Born into a poor Jewish family in Great Britain, Graham grew up in New York, where he was a top student who graduated at age 20 from Columbia University before becoming a professional investor on Wall Street. Graham went on to teach at Columbia and UCLA, and his students number among the best-known investors of our times: Warren Buffett, William Ruane and Walter Schloss among others. His disciples are legion.
In his seminal books, Security Analysis and The Intelligent Investor, Graham emphasized the differences between “investment” and “speculation:” Investment is based on research and analysis into risk and potential return. Speculation, on the other hand, is based largely on sentiment. As a teaching tool, Graham developed his famous character, “Mr. Market,” to explain how market behavior can lure people into trading stocks emotionally, describing Mr. Market as a salesman who shows up daily on your doorstep offering to buy or sell shares—sometimes at reasonable prices, other times at outlandish ones. The key takeaway is that the prices he offers may or may not be ones you should accept—and you’re free to say no, even if others are piling on. Mr. Market is completely unfazed by rejection; you may rest assured he’ll be back tomorrow—with new prices.

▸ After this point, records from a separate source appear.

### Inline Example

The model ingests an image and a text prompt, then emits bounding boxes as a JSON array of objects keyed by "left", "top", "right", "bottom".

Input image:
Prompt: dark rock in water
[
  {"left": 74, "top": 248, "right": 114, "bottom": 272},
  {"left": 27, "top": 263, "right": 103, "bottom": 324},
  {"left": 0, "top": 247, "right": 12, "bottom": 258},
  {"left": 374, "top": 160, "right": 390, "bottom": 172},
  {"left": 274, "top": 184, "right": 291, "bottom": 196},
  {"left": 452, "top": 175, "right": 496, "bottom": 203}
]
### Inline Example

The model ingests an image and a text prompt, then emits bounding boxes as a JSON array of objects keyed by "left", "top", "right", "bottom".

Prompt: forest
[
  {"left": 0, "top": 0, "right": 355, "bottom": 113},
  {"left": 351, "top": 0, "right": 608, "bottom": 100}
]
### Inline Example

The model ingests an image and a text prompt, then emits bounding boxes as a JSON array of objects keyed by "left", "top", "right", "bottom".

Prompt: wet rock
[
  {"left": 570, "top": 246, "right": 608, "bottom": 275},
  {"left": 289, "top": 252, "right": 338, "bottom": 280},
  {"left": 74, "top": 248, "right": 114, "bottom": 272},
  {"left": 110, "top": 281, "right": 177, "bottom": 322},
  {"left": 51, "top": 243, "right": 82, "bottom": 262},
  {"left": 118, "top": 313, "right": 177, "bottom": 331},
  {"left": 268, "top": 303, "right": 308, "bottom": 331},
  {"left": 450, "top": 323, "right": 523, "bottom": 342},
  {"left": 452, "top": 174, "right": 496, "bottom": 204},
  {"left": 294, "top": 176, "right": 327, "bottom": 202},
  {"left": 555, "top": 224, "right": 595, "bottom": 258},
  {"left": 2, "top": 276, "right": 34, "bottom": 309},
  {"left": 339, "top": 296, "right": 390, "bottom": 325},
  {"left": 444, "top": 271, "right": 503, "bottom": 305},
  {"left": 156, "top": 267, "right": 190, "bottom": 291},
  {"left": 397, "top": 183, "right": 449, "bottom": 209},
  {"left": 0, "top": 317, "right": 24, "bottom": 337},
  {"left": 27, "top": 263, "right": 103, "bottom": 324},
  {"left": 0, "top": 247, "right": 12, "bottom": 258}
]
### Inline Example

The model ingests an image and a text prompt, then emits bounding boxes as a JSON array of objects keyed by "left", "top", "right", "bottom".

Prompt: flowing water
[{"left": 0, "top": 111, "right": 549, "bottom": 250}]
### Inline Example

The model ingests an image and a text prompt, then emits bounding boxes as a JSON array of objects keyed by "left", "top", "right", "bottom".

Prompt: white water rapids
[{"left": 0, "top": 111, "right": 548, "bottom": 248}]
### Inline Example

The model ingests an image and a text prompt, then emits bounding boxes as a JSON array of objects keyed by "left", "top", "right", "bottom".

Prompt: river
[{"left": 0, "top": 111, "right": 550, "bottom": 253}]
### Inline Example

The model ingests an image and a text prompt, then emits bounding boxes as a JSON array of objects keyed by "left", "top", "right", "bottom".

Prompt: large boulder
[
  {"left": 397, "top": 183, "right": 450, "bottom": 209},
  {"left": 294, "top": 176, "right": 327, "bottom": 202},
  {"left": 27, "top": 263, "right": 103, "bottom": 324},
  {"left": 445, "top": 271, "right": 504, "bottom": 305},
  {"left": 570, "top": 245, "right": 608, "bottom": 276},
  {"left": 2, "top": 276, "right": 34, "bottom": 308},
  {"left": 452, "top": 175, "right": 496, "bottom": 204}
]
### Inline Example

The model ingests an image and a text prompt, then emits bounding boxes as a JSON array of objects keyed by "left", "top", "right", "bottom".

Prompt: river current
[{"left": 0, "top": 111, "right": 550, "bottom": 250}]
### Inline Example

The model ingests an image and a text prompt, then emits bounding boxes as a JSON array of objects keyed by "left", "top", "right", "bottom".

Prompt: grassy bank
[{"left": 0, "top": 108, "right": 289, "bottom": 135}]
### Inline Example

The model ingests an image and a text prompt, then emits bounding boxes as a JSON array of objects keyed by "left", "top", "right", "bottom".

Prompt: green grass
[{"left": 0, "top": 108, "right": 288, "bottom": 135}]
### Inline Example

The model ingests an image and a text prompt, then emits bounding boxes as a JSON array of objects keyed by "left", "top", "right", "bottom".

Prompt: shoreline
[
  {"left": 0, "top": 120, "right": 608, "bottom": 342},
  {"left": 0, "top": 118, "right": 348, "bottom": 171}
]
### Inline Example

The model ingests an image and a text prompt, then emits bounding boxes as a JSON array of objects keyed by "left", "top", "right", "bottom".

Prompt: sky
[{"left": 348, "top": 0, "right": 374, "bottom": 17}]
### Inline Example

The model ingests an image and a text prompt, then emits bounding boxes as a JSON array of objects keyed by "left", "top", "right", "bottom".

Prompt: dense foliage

The market, Graham said, acts like a “voting machine” in the short term, displaying capricious price volatility that reflects the aggregate sentiment of market participants. But over the long term it acts more like a “weighing machine,” reflecting each company’s “intrinsic” value—another Graham concept—meaning a value derived from factors such as financial strength, competitive position, etc. From that you can estimate intrinsic value per share; however, since every analysis has limitations, he advised investors to require a “margin of safety” in the price they pay— it should represent a significant discount to intrinsic value. When investors use Graham’s approach, they act like part-owners of the businesses they ultimately buy. This, in a nutshell, is value investing. He emphasized that while other investors may not agree with you—especially over the short term—that does not indicate whether you’re right or wrong. The accuracy of your own analysis determines that.
These ideas are important components of our investment philosophy, thus making Benjamin Graham a giant on whose shoulders we are proud to stand, and whose birthday we’re happy to celebrate.